To complement its on-board capabilities, the microcommunication processor architecture comes with a 10-Gbit/s interface on the line side and dual 10-Gbit/s interfaces on the system side-one for active schemes and one for protection. It also has a 2.5-Gbit/s access bus that Rana said can be used for linking up with off-chip FPGAs or dedicated ASICs from companies, such as PMC-Sierra, that perform framing and other tasks.
One of the interesting features of the microcommunication processor lies in the flexibility Crimson provides in tailoring the chip for a particular application.
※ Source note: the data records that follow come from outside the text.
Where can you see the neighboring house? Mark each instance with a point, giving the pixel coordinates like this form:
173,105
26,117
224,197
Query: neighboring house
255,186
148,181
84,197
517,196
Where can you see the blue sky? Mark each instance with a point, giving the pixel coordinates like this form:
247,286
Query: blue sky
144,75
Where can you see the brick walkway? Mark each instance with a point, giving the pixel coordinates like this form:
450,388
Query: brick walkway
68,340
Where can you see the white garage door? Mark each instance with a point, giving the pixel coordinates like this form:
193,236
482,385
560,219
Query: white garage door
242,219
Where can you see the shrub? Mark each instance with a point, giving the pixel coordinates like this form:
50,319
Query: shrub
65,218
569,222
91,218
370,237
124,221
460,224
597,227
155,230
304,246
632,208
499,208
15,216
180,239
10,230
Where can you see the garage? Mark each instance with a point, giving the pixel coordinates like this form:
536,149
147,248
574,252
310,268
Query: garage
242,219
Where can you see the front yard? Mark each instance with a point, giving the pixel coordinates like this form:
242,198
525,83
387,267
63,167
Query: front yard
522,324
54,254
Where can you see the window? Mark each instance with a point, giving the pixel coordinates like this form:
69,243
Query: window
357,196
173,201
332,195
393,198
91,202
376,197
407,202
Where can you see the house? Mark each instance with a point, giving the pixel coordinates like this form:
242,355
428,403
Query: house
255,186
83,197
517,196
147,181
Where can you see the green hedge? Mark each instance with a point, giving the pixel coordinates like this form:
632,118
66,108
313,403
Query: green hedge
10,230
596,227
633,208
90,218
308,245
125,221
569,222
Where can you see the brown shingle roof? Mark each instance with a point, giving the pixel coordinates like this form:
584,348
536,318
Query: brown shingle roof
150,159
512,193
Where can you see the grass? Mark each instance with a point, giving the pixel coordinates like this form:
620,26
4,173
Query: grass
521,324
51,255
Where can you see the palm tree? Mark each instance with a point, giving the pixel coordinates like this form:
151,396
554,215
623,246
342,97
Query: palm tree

For example, if a designer only wants to tap the chip for cross-connect tasks, Crimson has the ability, at the silicon level, to tailor it for that particular function.
According to Rana, this approach provides manufacturing efficiencies. By supplying the capability to disable certain functions, Rana said Crimson can reuse the same die for different applications, thus allowing the startup to leverage its silicon costs across multiple projects. "We don't need to build five different chips," he said.
Crimson's first chip, called Ruby, is a 0.13-micron device that will start sampling in the first half of 2004 and will include all functions except the termination and transmux capabilities. The company is working on a second-generation 0.13-micron part, called Emerald, that Rana said will include the transmux functionality. Termination capabilities will be added in the third-generation chip, called Sapphire, which will be developed in a 90-nanometer process.
Crimson expects to start shipping its first microcommunication processor in volume in 2005. This chip will be delivered in a 41 x 41-mm, 1,450-ball flip-chip BGA package and will draw 15 watts when configured as a cross-connect and less than 10 W when configured as a framer.